[Boord]
BOORD, z.n., m., des boords, of van den boord; meerv. boorden. Een oud woord, welk den rand, of uitersten kant van eenig djng aanduidt. Eigenlijk, de bovenste rand van een vat, drinkglas, enz.: een glas tot aan den boord vol druivensap geschonken. De Deck. De oever: binnen den gewenschten boort des Tibers. Vond. Zoom: de boord van een kleed. Voor den rand van een schip, is het, in het gebruik, onzijdig: te doen leggen over 't boort. Hooft. En meestal wordt het, in dezen zin, zonder lidwoord gebruikt: iets over boord werpen, in de zee werpen. Over boord raken, uit het schip in het water raken; overdragt., buiten bediening raken, zijn middel van bestaan verliezen - ook verloren raken: daar raakt veel over boord; anders zegt men ook over stuur. Over boord zetten, in zee laten zakken. Aan hooger boord zijn, aan dien kant van het schip zijn, welke het hoogste boven het water uitsteekt, en waar men het minste nat kan worden; overdragt., het voordeelig hebben, gelukkig zijn.

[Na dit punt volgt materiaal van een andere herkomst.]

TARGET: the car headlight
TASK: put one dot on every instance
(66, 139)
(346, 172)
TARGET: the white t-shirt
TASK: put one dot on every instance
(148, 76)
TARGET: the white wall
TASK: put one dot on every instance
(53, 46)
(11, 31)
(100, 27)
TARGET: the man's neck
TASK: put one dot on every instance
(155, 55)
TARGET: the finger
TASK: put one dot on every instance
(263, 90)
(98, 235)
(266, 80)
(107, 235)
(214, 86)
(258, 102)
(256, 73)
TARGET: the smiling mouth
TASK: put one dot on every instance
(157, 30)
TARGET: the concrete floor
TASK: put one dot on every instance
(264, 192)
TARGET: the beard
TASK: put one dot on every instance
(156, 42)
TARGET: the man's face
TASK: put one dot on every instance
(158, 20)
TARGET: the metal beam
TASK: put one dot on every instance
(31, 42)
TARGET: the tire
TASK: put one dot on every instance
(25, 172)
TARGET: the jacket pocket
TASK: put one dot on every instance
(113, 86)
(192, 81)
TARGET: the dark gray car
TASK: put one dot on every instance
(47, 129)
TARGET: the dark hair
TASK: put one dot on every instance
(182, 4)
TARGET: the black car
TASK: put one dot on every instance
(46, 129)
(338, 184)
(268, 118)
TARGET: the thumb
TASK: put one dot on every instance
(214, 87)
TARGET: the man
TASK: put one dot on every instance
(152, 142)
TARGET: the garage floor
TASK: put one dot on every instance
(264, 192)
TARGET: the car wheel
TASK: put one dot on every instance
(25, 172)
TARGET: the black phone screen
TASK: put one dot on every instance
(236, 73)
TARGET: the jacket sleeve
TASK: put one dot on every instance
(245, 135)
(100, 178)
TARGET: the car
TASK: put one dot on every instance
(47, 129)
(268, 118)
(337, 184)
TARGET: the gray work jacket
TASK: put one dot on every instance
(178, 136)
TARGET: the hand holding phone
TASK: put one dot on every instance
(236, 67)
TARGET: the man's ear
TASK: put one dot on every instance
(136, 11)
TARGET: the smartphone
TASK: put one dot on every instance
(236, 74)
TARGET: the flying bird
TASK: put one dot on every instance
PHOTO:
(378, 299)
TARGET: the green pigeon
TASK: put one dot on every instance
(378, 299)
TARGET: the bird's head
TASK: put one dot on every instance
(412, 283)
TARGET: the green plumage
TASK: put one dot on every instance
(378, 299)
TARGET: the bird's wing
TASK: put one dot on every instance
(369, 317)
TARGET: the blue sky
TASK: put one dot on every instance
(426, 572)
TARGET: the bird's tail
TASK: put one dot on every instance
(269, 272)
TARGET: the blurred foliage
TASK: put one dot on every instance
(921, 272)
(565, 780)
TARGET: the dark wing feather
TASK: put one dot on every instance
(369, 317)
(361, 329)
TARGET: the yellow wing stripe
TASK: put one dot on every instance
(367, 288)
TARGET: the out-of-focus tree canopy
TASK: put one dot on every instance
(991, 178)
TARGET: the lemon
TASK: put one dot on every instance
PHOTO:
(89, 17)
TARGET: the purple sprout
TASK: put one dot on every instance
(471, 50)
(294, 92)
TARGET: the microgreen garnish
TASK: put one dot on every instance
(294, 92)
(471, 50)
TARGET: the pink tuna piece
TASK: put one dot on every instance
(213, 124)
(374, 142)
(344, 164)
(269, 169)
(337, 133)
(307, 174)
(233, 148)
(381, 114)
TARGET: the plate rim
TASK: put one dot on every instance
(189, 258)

Aan boord klampen, tegen het boord van een ander schip aan gaan leggen; overdragt., iemand aanvallen. Figuurlijk, voor het schip zelf: aan boord komen; overdragt.: iemand aan boord komen, aanvallen. Aan boord tijen (tijden), aanzoek doen: en men tijd de meyt aan boord. Westerb. Binnen boord zijn. Aan boord gaan, van boord gaan, aan boord brengen. Aan boord liggen, met zijn schip zoo digt bij het andere liggen, dat men van het eene op het andere kan springen. Aan boord van den Admiraal. Oul. schijnt het, in de beteekenis van het boord
eens schips, vrouwl. gebruikt te zijn: hinghen si seilen buter bort - buter boert. Mel. St. Het verkleinw. is boordje.